Prompt for TinyTutor Notebook 5: 05_evaluation_and_observability.ipynb
# TinyTutor Capstone Notebook 5: Evaluation and Observability
## Objective
Generate runnable Python code using the **ADK** to implement robust quality control checks (Evaluation) and deep debugging capabilities (Observability). This notebook enforces the principle that **"The Trajectory is the Truth"** [2], ensuring the entire decision-making process is visible and judged. This system integrates two specialized Critique Agents into the Lesson Coordinator pipeline developed in Notebook 4.
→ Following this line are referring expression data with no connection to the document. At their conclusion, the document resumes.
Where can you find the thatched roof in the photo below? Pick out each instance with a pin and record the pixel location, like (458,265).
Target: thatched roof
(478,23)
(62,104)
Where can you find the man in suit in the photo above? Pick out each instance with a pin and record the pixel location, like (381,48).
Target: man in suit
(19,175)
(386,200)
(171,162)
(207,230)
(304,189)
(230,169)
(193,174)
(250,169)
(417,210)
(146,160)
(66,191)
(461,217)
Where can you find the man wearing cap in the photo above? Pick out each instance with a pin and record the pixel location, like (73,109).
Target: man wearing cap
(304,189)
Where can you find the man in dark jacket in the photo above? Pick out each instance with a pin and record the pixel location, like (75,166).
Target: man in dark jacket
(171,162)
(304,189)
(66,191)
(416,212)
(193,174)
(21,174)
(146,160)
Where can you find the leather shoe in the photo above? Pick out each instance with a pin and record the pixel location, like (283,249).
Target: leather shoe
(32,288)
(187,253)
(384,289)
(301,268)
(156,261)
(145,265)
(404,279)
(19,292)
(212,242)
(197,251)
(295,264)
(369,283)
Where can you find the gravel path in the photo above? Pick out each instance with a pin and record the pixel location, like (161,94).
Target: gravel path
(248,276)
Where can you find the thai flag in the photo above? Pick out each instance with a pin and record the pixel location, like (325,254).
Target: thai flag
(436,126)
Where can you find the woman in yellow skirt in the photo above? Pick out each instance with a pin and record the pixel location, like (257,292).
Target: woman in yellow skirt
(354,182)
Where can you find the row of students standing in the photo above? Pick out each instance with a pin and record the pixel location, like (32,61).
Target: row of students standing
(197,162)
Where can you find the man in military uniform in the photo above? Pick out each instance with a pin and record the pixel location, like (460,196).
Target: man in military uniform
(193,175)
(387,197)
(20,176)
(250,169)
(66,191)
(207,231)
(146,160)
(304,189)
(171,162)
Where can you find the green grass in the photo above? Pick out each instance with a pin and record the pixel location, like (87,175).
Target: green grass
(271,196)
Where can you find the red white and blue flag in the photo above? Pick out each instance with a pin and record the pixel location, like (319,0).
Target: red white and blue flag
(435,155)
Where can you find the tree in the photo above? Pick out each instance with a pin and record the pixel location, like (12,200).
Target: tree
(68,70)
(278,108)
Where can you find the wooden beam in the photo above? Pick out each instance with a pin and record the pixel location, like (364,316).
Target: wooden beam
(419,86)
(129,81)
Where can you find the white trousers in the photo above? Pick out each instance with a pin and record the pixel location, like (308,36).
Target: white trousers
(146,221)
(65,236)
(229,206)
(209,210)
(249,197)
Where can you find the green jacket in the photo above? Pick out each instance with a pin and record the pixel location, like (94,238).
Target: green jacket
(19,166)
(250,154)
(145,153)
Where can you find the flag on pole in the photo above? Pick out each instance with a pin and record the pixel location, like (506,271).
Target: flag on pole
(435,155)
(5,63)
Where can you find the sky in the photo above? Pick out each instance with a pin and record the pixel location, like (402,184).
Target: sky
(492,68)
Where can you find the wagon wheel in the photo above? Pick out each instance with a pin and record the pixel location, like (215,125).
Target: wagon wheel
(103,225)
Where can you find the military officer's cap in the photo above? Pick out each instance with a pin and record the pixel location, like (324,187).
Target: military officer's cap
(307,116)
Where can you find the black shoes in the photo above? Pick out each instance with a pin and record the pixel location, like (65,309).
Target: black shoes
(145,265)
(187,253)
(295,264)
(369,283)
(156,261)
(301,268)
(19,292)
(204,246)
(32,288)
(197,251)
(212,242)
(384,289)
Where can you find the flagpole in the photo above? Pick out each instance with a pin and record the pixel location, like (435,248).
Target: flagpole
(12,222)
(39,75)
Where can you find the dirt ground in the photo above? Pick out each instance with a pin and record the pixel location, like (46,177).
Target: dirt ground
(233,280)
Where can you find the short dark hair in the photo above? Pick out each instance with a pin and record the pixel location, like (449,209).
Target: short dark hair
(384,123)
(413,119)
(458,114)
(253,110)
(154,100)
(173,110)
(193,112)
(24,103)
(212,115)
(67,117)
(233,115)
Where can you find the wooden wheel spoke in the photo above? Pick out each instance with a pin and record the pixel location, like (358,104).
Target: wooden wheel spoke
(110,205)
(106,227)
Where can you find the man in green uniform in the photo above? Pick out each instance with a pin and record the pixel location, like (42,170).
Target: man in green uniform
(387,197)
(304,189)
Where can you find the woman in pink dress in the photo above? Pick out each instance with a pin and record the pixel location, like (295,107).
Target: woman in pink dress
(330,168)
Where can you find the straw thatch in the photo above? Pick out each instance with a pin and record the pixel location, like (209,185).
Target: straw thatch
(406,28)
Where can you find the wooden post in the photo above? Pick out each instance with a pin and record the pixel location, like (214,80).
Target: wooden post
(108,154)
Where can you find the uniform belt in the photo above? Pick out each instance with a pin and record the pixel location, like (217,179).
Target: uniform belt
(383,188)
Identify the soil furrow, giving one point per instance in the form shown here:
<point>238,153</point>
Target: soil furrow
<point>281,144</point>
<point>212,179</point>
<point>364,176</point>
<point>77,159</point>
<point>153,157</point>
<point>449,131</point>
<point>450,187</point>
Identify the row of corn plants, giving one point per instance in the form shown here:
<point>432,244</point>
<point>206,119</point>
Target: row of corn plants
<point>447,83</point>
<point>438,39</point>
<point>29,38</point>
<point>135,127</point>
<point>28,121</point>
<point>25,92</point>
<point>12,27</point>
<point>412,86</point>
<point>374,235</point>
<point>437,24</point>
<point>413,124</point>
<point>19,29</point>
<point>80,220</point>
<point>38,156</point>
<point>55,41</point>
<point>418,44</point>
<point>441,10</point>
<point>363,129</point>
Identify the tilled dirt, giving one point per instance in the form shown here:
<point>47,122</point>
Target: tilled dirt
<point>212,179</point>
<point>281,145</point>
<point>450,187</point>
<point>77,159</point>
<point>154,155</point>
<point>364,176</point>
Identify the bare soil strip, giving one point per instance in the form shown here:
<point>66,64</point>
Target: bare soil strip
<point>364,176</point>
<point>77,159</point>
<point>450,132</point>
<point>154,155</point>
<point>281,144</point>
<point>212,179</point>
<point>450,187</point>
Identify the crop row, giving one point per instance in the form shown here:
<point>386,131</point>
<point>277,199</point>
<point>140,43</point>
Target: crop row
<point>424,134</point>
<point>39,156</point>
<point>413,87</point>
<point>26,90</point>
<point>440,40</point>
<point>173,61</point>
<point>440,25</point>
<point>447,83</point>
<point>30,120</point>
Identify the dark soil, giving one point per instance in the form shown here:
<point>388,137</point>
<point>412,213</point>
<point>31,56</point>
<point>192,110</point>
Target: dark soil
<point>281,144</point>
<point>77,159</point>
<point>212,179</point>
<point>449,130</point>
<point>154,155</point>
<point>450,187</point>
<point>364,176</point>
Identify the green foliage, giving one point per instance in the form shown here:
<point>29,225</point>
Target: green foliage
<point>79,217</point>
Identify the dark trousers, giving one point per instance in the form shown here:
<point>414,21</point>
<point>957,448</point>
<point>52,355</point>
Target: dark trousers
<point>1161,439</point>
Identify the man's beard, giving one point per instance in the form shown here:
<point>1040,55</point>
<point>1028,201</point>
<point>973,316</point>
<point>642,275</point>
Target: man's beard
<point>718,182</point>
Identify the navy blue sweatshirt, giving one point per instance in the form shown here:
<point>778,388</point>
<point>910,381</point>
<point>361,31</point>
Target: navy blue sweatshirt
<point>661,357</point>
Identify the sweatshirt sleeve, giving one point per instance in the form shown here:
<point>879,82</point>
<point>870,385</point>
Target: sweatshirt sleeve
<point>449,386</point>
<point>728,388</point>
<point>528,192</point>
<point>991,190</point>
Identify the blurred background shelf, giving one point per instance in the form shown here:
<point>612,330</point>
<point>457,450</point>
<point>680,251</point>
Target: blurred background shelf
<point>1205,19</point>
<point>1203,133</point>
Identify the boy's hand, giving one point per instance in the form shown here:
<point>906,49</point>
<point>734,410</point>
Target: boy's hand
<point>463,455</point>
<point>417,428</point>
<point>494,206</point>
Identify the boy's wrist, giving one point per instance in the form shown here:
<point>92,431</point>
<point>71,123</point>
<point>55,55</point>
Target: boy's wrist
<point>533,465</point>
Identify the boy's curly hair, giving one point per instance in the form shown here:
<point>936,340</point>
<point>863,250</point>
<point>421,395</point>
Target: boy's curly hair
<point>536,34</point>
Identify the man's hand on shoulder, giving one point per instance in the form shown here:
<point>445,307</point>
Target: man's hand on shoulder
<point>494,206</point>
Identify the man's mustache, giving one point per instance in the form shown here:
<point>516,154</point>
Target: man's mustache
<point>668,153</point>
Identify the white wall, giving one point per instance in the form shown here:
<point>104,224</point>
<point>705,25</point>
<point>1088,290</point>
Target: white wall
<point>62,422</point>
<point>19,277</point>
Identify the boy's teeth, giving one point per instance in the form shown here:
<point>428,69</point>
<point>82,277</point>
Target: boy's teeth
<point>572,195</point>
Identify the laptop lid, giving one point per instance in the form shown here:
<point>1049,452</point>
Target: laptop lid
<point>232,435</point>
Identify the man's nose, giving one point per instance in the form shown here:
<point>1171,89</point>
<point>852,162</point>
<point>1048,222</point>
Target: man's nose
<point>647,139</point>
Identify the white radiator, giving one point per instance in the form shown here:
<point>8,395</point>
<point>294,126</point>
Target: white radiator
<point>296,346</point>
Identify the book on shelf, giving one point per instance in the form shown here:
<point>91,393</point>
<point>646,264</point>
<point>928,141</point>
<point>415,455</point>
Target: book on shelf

## Implementation Requirements

1.  **Agent and Pipeline Definitions:** Re-define the complete multi-agent pipeline (`TinyTutorCoordinator` and its sub-agents/tools) from Notebook 4.
2.  **Observability Setup:** Configure the ADK runner to display the **full internal trajectory** (trace/thought process) of the agents during execution. This includes the LLM's reasoning, tool selection, arguments passed, and observations received, as logging and tracing are the foundation for seeing inside the agent's mind.
3.  **Safety Checker Agent:** Define an `LlmAgent` named `SafetyCheckerAgent` (or `reviewer_agent`, as per the file structure).
    *   **Role:** Acts as a non-negotiable guardrail. Its primary instruction must be to review the `{final_script}` for **age-appropriateness, harmful content, and adherence to safety policies**.
    *   **Model:** This agent should simulate using a high-tier model (e.g., Gemini 1.5 Pro) for critical safety assessment.
    *   **Output:** Must return a structured pass/fail assessment (e.g., JSON) indicating the safety status and justification.
4.  **Evaluation Agent (LLM-as-a-Judge):** Define a specialized `LlmAgent` named `EvaluatorAgent`.
    *   **Role:** Acts as the automated quality judge. Provide it with a detailed **rubric** (e.g., scoring Simplicity, Coherence, and ELI5 adherence on a scale of 1-5).
    *   **Integration:** Incorporate both the `SafetyCheckerAgent` and `EvaluatorAgent` sequentially after the `ScriptwritingAgent` finishes its task.
5.  **Execution:** Run the complete multi-agent pipeline for a complex topic (e.g., "The mechanism of photosynthesis"). The final output must clearly show:
    *   The **full execution trace** (trajectory) proving observability.
    *   The structured quality scores and safety check results from the Judge Agents.

## Generation Prompt
"Generate the runnable Python code for the '05_evaluation_and_observability.ipynb' notebook for the **TinyTutor** project. The code must integrate a `SafetyCheckerAgent` and an `EvaluatorAgent` (LLM-as-a-Judge) into the multi-agent pipeline from Notebook 4. Configure the runner to display the **full agent execution trace/trajectory**, demonstrating observability. The final output must include the structured, rubric-based scores from the evaluator and the safety status from the checker."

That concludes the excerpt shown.